Debatte Italiens EU-Ratspräsidentschaft: Merkels letzte Chance
Mit Matteo Renzi hat die deutsche Politik einen Ansprechpartner, um die Verhältnisse in der EU zu ordnen. Wehe, wenn sie den Dialog verweigert.
Matador“ nannte Angela Merkel mit einer Spur Bewunderung Matteo Renzi, als sie sich letzte Woche auf dem europäischen Gipfel in Brüssel trafen. Das Kompliment hat Italiens Regierungschef sich redlich verdient: Er war bei den Europawahlen die einzige wirklich große Überraschung.
Während anderswo Rechtspopulisten und Linksoppositionelle vormarschierten, während vor allem in den Krisenländern von Portugal über Spanien bis Irland oder Griechenland die Regierenden heftig abgestraft wurden, gelang Renzi das Kunststück, im rezessionsgeplagten Italien aus der Regierung heraus für seine gemäßigt linke Partito Democratico (PD) knappe 41 Prozent einzufahren. Nur ein Jahr zuvor hatte die Partei bei den nationalen Parlamentswahlen bloß 25,4 Prozent erhalten, lag gleichauf mit der europaskeptischen MoVimento 5 Stelle (M5S) unter Beppe Grillo – diesmal dagegen wurde Grillos M5S (21 Prozent) um Längen geschlagen.
Für Angela Merkel ist das eine schöne Nachricht. Die Gefahr eines unaufhaltsamen Vormarschs der Euroskeptiker von M5S ist vorerst abgewendet, und vorerst verfügt Italien über eine ganz neue, seit Jahren ungekannte politische Stabilität, dazu noch unter Führung eines Politikers, der immer die Treue seines Landes zu den europäischen Verträgen betont.

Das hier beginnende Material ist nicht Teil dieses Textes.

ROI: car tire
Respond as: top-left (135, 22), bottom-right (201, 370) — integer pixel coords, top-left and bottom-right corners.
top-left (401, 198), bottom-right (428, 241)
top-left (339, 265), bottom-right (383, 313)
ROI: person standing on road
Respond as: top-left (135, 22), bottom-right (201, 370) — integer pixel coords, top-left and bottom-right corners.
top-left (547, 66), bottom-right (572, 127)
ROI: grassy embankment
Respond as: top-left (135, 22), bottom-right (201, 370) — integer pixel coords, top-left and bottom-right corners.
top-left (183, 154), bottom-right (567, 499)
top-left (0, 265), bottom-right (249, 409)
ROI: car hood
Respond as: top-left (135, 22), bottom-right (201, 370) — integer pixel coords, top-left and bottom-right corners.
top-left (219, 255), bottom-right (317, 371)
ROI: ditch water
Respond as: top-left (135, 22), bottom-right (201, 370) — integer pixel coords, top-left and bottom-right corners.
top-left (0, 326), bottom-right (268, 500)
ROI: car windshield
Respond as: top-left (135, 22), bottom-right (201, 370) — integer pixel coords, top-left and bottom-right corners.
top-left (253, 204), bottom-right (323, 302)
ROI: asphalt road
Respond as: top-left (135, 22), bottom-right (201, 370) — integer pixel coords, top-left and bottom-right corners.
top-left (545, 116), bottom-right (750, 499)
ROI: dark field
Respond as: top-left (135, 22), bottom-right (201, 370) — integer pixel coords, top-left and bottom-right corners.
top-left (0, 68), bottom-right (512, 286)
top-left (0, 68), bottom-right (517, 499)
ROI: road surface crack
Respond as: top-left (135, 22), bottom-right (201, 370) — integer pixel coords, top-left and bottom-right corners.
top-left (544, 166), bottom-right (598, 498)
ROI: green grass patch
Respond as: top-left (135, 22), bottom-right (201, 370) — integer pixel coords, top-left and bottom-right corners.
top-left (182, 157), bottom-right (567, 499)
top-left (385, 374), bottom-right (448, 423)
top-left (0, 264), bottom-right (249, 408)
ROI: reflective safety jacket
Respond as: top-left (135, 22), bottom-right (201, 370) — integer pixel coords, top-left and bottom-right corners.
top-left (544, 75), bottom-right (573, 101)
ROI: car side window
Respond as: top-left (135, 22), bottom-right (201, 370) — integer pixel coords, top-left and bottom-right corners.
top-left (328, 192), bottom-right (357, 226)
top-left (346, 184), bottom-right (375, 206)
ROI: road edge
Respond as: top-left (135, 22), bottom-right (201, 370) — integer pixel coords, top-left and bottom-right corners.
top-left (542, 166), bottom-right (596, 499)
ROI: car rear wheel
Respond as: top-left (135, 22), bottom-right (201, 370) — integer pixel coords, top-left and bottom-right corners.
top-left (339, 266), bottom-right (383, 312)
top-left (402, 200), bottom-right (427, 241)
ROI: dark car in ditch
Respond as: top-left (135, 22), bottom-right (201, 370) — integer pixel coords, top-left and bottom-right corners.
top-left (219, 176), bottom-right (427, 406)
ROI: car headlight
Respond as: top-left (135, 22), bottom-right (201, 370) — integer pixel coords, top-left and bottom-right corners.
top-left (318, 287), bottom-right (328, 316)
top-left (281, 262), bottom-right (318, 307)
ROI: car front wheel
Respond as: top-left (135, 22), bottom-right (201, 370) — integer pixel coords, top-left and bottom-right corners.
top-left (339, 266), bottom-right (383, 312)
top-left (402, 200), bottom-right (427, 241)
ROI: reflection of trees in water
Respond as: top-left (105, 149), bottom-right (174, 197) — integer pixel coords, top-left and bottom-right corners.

Doch die gute könnte sich schnell als schlechte Nachricht für die Kanzlerin entpuppen. Der 39-jährige Florentiner verdankte seinen Blitzaufstieg in der italienischen Politik vor allem der Tatsache, dass er Italien eine neue Melodie versprach, die Melodie der Wende, raus aus dem Stillstand, raus aus den eingefahrenen Gleisen, stattdessen Aufbruch und Aufschwung.
Aussicht auf Wachstum
Zugleich aber versprach Renzi seinen Wählern zu Hause, ebendieses Stück auch in der EU zur Aufführung zu bringen – und auch Europa eine neue Melodie zu verordnen. „Wir haben unsere Hausaufgaben gemacht, Europa aber hat noch nichts für Wachstum und Beschäftigung getan“, erklärte am Mittwoch Renzis Schatzminister Pier Carlo Padoan. Und aus Renzis Umfeld heißt es, er wolle sein neues Gewicht – keine andere Partei in Europa erhielt mehr als 40 Prozent – umgehend in die Waagschale werfen, vom 1. Juli an, wenn Italien die Ratspräsidentschaft übernimmt.
Dann soll eine Wendeagenda auf den Tisch: eine Agenda, die vor allem den im Krisenkeller hockenden Ländern neue Aussichten auf Wachstum eröffnet. Merkel-Deutschland kann sich da mit dem Hinweis trösten, dass das italienische Ratshalbjahr ziemlich ins Leere laufen wird, schon allein weil die EU-Institutionen, angefangen bei der Kommission, erst ab November wirklich operieren werden. Und noch einen Trumpf gibt es für Berlin: Einen vermeintlich starken Gegenspieler hatte Merkel ja erst vor zwei Jahren erhalten, den damals frisch gewählten französischen Präsidenten, François Hollande. Ein einziger Streich gelang Hollande, die Durchsetzung der Bankenunion auf dem EU-Gipfel im Sommer 2012. Seitdem ist der Mann in der Defensive, zu Hause ebenso wie in Europa.
Gut möglich deshalb, dass Berlin einfach auf ein Weiter-so setzt in der Hoffnung, dass auch Renzi bald seinen Elan verliert. Doch die Bundesregierung wäre damit schlecht beraten. Renzis Forderung, über einen Euro, über eine Eurozone nachzudenken, in der auch der Süden des Kontinents eine Perspektive hat, ist ja so abwegig nicht.
Und Renzi ist, recht besehen, auch Angela Merkels letzte Chance: die letzte Chance, mit einem stark legitimierten Politiker Südeuropas einen neuen Kompromiss zu definieren. Anderenfalls wird der Abmarsch der Wähler Spaniens, Italiens oder Griechenland aus der Eurozone kaum zu stoppen sein, werden die politischen Systeme rund ums Mittelmeer traumatische Erschütterungen erleben.
Das politische Wunder, dass Südeuropa einen starken Frontmann zu bieten hat, sollte gerade Deutschland nutzen, wenn es Europa nicht weiter demontieren will.